Long and thin elastic materials, (like DNA, protein, and rubber bands), are a lot like springs. You can stretch or compress them, storing energy in the material proportional to how much you change its length. However, compressing them too much may make the material bend sideways, or “buckle”. It might be more natural to think of this process with a stiff beam like in Figure 1, where a large compressive load can be applied before the beam buckles. But since your rubber band is soft and slender, it buckles almost immediately.

Likewise, twisting your rubber band in either direction will store energy in the band proportional to how much it’s twisted. And, like compression, twisting can also cause it to deform suddenly. Instead of buckling, the result is a double-helix-like braid that grows perpendicular to the fiber’s length, as shown in Figure 2. An important caveat is that the ends of the rubber band are allowed to come together. But what happens when the ends of the band are fixed?

Fixing the ends of a rubber band forces it to stretch as it twists. When this happens, a different kind of deformation can occur that combines extending, twisting, and bending the fiber. By stretching and bending simultaneously, the band forms a solenoid that is oriented along the long-axis of the band, reminiscent of the coil of a spring. An example of the solenoid shape appears in Figure 3.

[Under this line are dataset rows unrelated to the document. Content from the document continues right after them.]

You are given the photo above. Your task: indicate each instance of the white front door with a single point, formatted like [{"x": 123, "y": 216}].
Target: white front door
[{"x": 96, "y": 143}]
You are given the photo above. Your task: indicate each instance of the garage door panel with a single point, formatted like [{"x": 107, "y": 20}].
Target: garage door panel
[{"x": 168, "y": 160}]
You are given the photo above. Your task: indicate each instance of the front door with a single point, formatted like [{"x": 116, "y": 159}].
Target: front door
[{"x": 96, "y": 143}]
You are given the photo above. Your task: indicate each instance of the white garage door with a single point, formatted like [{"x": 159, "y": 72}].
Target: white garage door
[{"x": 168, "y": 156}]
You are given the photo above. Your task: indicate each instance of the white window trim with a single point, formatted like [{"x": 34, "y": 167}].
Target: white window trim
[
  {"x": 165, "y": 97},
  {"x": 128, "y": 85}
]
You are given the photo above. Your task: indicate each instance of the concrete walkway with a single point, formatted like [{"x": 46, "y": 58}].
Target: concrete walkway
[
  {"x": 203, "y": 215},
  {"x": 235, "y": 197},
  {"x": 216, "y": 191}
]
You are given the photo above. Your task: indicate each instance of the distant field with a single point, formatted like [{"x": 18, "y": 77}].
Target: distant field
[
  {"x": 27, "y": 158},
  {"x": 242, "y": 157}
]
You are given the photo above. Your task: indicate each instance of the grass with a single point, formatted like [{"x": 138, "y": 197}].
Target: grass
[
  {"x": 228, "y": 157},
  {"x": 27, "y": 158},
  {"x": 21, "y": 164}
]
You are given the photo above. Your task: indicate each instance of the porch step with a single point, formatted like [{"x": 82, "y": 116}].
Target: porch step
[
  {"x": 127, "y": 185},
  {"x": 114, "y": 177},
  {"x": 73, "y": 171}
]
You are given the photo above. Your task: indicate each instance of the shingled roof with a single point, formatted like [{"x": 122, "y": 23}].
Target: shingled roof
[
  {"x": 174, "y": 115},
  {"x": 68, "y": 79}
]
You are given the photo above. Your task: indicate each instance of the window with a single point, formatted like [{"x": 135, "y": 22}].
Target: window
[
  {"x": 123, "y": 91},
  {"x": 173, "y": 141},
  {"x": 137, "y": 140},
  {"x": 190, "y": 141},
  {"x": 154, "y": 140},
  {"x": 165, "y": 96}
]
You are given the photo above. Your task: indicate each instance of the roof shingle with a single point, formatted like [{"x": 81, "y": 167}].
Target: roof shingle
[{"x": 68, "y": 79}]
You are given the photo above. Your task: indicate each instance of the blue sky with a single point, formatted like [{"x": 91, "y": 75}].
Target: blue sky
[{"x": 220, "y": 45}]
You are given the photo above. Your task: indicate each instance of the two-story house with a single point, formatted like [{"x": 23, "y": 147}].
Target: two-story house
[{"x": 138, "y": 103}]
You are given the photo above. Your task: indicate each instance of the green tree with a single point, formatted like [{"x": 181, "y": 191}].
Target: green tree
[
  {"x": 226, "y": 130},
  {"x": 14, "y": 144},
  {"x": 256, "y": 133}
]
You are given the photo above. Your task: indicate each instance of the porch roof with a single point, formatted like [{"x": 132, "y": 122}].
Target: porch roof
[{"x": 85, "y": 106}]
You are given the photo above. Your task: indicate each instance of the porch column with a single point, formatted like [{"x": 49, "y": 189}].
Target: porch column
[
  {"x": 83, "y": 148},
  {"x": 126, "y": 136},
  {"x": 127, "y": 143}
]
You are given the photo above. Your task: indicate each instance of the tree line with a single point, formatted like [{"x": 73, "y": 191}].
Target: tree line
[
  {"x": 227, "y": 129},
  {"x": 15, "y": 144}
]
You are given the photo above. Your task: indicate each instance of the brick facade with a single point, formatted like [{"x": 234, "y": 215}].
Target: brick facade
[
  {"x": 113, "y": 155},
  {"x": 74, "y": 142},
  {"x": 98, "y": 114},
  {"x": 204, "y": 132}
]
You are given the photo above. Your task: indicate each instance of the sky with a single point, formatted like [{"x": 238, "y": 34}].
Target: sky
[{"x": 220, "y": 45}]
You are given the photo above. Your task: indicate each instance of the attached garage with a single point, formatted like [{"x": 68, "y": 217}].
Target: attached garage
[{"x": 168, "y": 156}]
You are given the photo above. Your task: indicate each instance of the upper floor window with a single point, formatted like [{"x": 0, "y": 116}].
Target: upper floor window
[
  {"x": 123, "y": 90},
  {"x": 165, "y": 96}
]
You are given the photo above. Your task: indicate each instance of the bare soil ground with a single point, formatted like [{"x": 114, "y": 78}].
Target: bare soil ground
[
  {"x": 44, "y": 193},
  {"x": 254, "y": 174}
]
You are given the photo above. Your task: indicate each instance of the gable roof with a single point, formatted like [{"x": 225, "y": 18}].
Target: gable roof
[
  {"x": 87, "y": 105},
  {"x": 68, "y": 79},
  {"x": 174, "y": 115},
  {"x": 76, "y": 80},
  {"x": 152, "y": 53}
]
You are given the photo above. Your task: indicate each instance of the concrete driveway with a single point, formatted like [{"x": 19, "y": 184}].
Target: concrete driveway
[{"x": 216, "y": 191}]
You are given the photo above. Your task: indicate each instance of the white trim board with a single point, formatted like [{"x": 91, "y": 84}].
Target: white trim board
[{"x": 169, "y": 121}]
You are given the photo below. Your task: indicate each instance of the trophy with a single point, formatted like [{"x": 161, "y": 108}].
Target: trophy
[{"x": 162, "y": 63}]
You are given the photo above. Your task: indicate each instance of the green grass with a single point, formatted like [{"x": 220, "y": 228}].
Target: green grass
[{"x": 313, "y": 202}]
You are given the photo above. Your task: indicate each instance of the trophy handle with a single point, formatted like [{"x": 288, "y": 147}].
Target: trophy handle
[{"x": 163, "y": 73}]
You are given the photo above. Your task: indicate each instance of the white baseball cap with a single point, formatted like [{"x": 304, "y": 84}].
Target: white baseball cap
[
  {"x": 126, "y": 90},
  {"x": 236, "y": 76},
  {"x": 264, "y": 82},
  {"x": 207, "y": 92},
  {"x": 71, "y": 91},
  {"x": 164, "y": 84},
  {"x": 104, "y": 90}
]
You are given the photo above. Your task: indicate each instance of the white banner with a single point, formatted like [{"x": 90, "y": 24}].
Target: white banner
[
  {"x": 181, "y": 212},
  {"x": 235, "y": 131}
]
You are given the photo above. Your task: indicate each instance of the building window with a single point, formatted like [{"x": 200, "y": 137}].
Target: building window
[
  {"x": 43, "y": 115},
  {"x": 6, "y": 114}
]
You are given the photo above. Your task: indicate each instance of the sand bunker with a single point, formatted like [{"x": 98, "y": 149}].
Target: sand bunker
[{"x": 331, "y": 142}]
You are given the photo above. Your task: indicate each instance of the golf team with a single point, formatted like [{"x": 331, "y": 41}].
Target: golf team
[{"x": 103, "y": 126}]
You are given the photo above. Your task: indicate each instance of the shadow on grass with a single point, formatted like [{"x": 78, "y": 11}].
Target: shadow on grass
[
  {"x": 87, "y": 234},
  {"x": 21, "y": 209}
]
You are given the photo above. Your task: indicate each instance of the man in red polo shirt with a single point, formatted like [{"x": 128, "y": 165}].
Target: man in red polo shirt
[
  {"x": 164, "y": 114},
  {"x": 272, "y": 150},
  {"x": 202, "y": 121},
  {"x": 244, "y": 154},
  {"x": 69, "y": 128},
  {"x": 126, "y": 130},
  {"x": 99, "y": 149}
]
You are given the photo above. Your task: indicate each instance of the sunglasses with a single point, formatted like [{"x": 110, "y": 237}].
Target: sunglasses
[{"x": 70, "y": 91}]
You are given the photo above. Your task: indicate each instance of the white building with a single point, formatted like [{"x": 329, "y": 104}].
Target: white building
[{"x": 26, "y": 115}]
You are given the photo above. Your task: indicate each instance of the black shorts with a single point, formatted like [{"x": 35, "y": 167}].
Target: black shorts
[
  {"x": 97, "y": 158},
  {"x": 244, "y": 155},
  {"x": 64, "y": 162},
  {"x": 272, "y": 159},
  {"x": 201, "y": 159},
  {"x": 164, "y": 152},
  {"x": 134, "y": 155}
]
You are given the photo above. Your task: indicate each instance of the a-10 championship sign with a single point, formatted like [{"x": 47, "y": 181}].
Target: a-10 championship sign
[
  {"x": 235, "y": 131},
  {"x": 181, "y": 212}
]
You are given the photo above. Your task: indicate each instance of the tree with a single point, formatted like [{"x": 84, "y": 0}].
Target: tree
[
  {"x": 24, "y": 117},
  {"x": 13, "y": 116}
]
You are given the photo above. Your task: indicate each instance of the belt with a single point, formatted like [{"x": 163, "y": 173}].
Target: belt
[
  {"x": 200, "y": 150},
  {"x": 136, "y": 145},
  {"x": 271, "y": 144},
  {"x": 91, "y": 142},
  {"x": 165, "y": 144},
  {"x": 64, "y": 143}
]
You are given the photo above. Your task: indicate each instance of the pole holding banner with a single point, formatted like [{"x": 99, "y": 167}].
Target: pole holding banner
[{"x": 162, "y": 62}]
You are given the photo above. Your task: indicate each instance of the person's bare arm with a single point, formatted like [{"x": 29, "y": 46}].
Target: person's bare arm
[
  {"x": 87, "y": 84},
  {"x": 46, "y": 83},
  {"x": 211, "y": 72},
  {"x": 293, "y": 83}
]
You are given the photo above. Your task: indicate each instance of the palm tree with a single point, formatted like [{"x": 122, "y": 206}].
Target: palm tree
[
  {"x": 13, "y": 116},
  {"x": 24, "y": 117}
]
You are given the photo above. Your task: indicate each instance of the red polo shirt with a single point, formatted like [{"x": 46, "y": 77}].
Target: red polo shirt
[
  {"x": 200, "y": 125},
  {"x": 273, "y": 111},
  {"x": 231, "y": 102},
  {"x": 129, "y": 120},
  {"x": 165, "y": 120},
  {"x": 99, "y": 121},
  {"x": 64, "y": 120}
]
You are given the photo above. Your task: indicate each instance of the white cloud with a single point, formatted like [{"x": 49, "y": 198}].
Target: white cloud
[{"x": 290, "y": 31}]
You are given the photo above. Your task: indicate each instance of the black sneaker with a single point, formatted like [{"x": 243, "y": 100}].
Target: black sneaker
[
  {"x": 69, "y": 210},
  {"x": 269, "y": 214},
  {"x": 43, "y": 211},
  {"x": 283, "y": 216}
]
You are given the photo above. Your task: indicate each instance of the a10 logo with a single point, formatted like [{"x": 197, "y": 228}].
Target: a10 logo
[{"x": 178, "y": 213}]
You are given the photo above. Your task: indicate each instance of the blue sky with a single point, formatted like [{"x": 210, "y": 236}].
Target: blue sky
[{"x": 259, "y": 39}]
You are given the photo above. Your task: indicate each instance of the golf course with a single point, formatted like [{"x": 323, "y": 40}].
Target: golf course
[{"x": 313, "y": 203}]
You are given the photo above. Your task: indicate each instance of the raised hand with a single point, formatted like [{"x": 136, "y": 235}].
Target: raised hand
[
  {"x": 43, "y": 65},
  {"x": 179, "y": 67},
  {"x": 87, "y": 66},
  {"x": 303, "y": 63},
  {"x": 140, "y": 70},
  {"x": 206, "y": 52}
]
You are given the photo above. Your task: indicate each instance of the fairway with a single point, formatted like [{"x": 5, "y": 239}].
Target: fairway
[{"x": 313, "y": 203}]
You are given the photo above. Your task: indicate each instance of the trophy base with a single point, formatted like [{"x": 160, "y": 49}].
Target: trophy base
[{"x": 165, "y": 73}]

All of the phenomena described above can be seen by playing with rubber bands, yet a quantitative understanding of how these states form and how to transition between them has remained elusive. To tackle this problem, Charles and coworkers used a computer simulation to calculate the energy stored at each point along an elastic fiber when it is stretched and twisted. The simulated fiber was allowed to deform and search for its lowest energy configuration, a process critical to navigating the system’s instabilities and finding the state you would expect to find in nature.

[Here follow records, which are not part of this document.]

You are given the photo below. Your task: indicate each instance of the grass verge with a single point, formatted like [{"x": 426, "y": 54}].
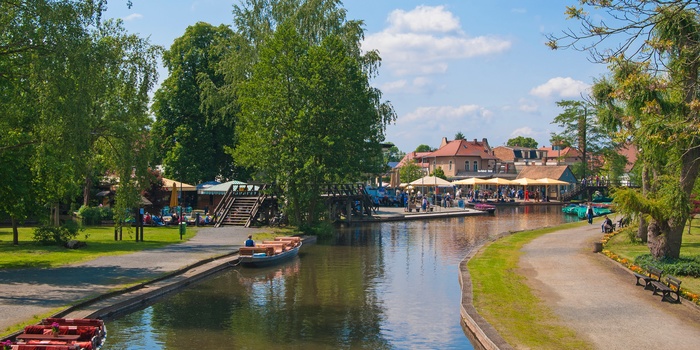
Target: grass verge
[
  {"x": 619, "y": 247},
  {"x": 100, "y": 242},
  {"x": 506, "y": 302}
]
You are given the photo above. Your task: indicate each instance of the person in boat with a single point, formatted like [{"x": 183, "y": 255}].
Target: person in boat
[
  {"x": 589, "y": 213},
  {"x": 607, "y": 225},
  {"x": 250, "y": 242}
]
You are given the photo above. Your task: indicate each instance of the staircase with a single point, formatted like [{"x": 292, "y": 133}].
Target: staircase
[{"x": 240, "y": 205}]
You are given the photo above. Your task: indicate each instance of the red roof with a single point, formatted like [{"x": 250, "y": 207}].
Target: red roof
[{"x": 463, "y": 148}]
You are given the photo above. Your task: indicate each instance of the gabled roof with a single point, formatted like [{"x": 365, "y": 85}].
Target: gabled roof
[
  {"x": 418, "y": 156},
  {"x": 540, "y": 171},
  {"x": 464, "y": 148},
  {"x": 566, "y": 152},
  {"x": 630, "y": 152}
]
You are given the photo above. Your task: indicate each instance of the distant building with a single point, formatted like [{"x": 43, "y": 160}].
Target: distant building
[
  {"x": 462, "y": 158},
  {"x": 514, "y": 158}
]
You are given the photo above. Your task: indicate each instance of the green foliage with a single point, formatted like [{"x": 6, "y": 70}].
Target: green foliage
[
  {"x": 683, "y": 266},
  {"x": 56, "y": 235},
  {"x": 94, "y": 215},
  {"x": 192, "y": 130},
  {"x": 308, "y": 114},
  {"x": 521, "y": 141}
]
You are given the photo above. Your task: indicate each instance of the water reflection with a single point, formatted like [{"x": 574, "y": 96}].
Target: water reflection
[{"x": 381, "y": 286}]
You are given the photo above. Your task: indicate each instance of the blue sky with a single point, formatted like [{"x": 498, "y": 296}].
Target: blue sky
[{"x": 476, "y": 67}]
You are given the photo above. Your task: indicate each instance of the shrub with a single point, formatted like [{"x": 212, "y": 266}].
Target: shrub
[
  {"x": 684, "y": 266},
  {"x": 56, "y": 235},
  {"x": 94, "y": 215}
]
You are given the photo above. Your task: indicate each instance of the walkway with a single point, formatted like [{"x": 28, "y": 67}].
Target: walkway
[{"x": 598, "y": 298}]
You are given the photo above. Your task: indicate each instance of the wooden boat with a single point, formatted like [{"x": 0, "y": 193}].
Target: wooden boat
[
  {"x": 489, "y": 208},
  {"x": 270, "y": 252},
  {"x": 62, "y": 333}
]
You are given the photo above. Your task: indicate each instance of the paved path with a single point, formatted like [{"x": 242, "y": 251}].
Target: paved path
[
  {"x": 598, "y": 298},
  {"x": 25, "y": 293}
]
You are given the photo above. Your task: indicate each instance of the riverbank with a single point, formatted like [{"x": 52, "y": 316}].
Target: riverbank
[{"x": 591, "y": 295}]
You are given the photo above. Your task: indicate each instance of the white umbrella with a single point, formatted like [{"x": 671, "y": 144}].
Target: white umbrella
[
  {"x": 431, "y": 181},
  {"x": 470, "y": 181}
]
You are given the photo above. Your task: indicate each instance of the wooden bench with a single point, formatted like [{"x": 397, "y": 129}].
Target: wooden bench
[
  {"x": 672, "y": 285},
  {"x": 654, "y": 275}
]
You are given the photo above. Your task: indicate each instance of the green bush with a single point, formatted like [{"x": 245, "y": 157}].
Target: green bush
[
  {"x": 56, "y": 235},
  {"x": 684, "y": 266},
  {"x": 94, "y": 215}
]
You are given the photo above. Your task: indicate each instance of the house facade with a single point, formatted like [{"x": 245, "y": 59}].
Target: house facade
[{"x": 462, "y": 158}]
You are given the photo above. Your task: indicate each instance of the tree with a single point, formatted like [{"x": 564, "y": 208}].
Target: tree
[
  {"x": 74, "y": 89},
  {"x": 190, "y": 133},
  {"x": 521, "y": 141},
  {"x": 581, "y": 128},
  {"x": 410, "y": 171},
  {"x": 423, "y": 148},
  {"x": 308, "y": 115},
  {"x": 650, "y": 99}
]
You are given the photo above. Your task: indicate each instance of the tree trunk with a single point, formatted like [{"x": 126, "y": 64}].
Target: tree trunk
[{"x": 15, "y": 231}]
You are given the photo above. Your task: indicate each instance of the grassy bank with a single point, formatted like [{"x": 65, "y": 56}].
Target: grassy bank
[
  {"x": 100, "y": 242},
  {"x": 620, "y": 247},
  {"x": 506, "y": 302}
]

Figure 4 summarizes some of the different conformations attained by a fiber that is first stretched, then twisted to different degrees. We can see how a fiber with the same tension and different degrees of twist can lead to any one of a wide range of conformations. For instance, a fiber remains straight (yellow dots) when it’s stretched to a length $L$ that is 10% longer than its original length $L_{0}$ $(L/L_{0} = 1.1)$ until it is twisted by $\Phi a \approx 1$, where $\Phi a$ is the degree of twist multiplied by the fiber’s width divided by its length. Above this value of $\Phi a$, the simulated fiber twists into the braided helix structure seen in Figure 2 (blue dots). Likewise, when $L/L_{0} = 1.2$, the fiber remains straight until it has a much higher twist, $\Phi a \approx 1.5$, where it forms a solenoid (red dots).

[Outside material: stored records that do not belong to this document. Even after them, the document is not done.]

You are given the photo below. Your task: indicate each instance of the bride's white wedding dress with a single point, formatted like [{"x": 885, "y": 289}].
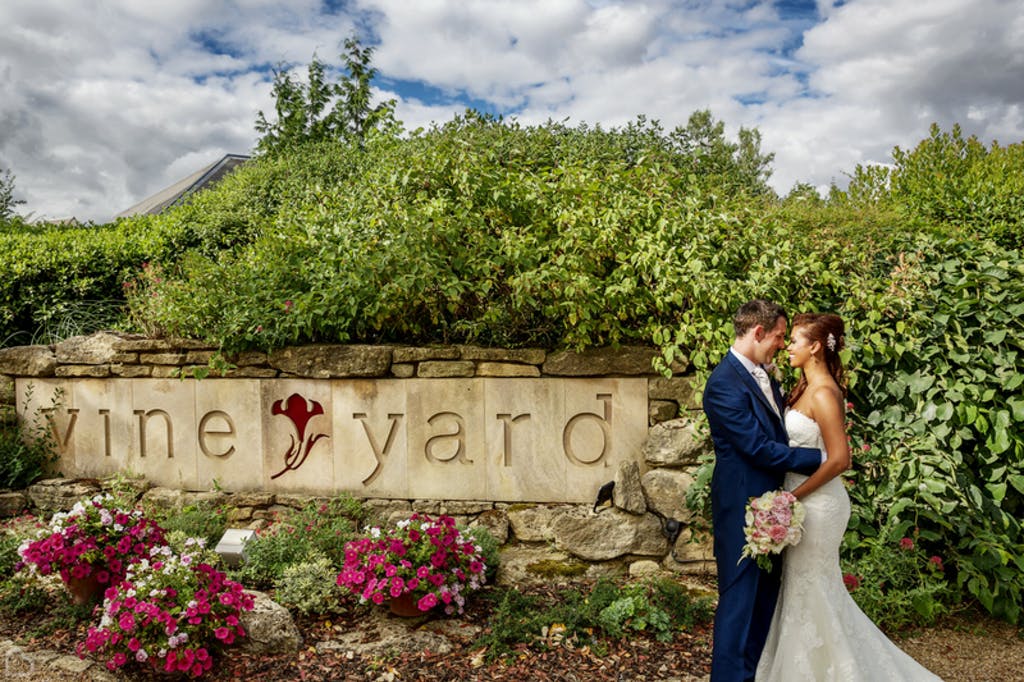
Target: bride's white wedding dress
[{"x": 817, "y": 632}]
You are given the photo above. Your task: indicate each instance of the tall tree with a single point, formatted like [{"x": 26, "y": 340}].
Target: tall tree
[
  {"x": 740, "y": 165},
  {"x": 322, "y": 110},
  {"x": 7, "y": 201}
]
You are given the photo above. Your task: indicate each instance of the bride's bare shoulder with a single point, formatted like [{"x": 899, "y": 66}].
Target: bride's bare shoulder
[{"x": 826, "y": 400}]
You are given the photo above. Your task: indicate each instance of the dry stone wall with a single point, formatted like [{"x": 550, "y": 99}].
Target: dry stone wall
[{"x": 545, "y": 528}]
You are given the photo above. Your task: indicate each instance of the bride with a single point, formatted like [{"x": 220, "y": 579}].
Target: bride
[{"x": 817, "y": 632}]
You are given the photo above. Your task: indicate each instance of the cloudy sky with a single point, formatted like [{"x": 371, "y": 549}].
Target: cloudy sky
[{"x": 103, "y": 102}]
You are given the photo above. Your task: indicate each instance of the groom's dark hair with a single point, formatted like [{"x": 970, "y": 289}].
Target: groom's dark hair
[{"x": 756, "y": 312}]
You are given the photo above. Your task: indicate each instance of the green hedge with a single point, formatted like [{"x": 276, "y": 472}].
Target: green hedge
[{"x": 496, "y": 233}]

Considering the vast understanding of the universe that physics has given us, it may be surprising that there is so much left to learn from the lowly rubber band. While it’s fun to play with, understanding the way fibers deform could help researchers understand all sorts of biological mysteries. For instance, your DNA is a unique code that contains all of the information needed to create any type of cell you have, but depending on where the cell is in your body, that same DNA only makes some specific cell types. The cell can do this by selectively replicating sections of its DNA while ignoring others. One way it does this is by hiding away certain regions of DNA through folding. Exploring the way simple elastic fibers deform could help explain the way DNA knows how to make the right cells, in the right places.